襲い掛かる玉を避けるつつ、頭で思考を繰り広げる。火の玉の勢いが収まると一はここぞとばかりに立ち止まる。だが、昴はそれを見逃さない。



「止まっちゃあダメだぜ!」



火の玉を全て消失させ、霊吸紙に“炎”と書き、二枚目に“噴射”と書く。霊吸紙を握りつぶし、一にその手を向ける。そこから凄まじい勢いの炎が噴出し一へ向かう。



「火には水!」



直ぐに“水”と書き、地面を踏む。一の目の前には水の壁が現れ火炎を防ぐ。



「二枚以上使ったって事は漢字の組み合わせか。あいつ手ぇ抜くき絶対ねぇだろ……仕方ねぇ、俺もいっちょやりますか」



火炎が消えかかり、水の壁も消失しかかる。昴は次の攻撃を加えようと準備に移るが



「――は?」



突然昴の右側の地面に、大きな傷が出来上がった。この形状からするに、風の刃。“風”を用いたものであろう。だが何時の間に?昴は一に視線を戻す。

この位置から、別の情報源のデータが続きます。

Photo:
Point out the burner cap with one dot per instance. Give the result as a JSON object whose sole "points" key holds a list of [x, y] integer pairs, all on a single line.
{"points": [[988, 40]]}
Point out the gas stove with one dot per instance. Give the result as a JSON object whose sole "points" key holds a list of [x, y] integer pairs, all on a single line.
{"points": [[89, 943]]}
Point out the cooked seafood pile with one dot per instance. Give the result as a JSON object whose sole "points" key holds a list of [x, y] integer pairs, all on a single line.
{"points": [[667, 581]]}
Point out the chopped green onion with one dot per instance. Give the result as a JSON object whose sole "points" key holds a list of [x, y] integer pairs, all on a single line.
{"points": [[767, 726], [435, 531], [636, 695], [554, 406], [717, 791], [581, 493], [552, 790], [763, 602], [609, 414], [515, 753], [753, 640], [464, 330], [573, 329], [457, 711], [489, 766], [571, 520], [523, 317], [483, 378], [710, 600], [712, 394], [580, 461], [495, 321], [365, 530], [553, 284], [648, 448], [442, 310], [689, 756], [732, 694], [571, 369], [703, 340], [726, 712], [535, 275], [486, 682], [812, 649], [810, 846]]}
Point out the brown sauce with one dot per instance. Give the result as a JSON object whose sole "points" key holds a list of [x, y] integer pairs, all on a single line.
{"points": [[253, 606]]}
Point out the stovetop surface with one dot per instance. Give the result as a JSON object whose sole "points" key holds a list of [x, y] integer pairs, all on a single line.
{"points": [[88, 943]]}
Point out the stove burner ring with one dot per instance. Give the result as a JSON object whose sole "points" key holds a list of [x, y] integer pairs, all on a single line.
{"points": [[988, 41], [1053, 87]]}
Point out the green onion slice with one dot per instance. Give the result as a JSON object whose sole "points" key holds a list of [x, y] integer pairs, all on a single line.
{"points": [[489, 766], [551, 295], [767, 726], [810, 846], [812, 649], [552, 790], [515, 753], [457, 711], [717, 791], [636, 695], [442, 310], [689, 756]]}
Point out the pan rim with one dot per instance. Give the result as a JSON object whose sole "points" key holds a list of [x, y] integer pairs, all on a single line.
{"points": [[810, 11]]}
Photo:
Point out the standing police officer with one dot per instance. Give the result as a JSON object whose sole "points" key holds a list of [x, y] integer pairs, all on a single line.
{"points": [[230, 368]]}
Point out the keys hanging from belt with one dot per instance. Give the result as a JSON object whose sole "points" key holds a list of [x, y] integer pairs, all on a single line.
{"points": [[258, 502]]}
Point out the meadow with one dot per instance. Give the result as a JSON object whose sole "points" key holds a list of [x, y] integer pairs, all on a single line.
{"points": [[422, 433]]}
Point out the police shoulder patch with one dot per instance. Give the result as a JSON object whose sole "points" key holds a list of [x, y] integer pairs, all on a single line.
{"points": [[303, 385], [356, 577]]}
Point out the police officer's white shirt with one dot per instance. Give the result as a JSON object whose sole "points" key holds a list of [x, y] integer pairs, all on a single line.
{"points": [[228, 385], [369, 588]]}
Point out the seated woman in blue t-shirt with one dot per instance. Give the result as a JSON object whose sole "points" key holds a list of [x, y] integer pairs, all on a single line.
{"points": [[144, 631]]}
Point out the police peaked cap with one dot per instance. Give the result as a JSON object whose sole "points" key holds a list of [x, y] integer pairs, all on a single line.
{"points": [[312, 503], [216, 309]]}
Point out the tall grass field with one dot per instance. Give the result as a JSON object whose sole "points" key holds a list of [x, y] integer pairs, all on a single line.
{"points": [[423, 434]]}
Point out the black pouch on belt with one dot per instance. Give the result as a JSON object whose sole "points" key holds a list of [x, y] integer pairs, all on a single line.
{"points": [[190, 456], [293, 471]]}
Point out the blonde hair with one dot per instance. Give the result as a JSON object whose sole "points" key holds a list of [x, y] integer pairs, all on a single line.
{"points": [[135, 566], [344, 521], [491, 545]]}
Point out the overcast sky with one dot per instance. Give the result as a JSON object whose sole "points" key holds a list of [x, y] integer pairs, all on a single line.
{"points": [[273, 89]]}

「俺はさ、霊力も大したこと無いし、大して動書術の技術も無い。けどな、俺にはたった一つ、誰にも負けないものがある。それは漢字の早書きだ」


「早…書き?」


「ああ。動書術は漢字を書き終えると同時に発動する。だから書くのが早ければ早いほど、発動スピードは早くなる」


「っ……書くのが早いからって!!」



昴は漢字を書こうとするが、それよりも先に一が動く。一は“水”“塊”と書く。水の塊は一の頭上に出現、そのまま昴に向けて放つ。“火球”と書き、水の塊を火の玉で迎え撃つが。



「なっ!?」



足元の地面が割れ、鋭い岩が昴に襲い掛かる。辛うじてかわすが、水の塊は完全に消失しておらず、昴の体を包み、そのままの勢いで地面に倒れる。



「かはっ!ごほっ……!?」



水に濡れた、重い身を起こす昴だったが、一がこちらに走ってくるのが見え、立ち上がろうとするが。先程の水の塊の勢いが相当だったのか、足に力が入らない。



「これで終わりだぁ!!」


「ち、ちくしょう……」



昴は思わず唇を強く噛む。二年生と一年はその状況に息を呑む。今まさに一に敗北する昴であったが




「――あれ?」


「「「――え?」」」



一同素っ頓狂な声を上げる。何故なら一が先程の水の塊で水浸しになった地面で、足を滑らせて転んでしまっていたからだ。しかも運悪く転んだ場所には岩があり、一はそれに頭を強打したのだ。ピクリとも動かない一に教師は近づき



「……おい、十文字」


「……」



応答はなし、気絶しているようだ。



「……気絶したら、いくら結界から出ても起きないからな……この勝負、朱憐 昴の勝利だ」


「は、はあ……」


「私は十文字を保健室に運ぶ。各自で弐年生とペアを組み、自習だ!」



教師は一を抱え、保健室へ走っていった。



「……えっと、状況うまく飲み込めないんだけど……」


「俺も……」



楓と弘は走り去っていく教師の背中を見ながら呟いたのであった。




台無しだよ。まさにコレ一言に尽きます。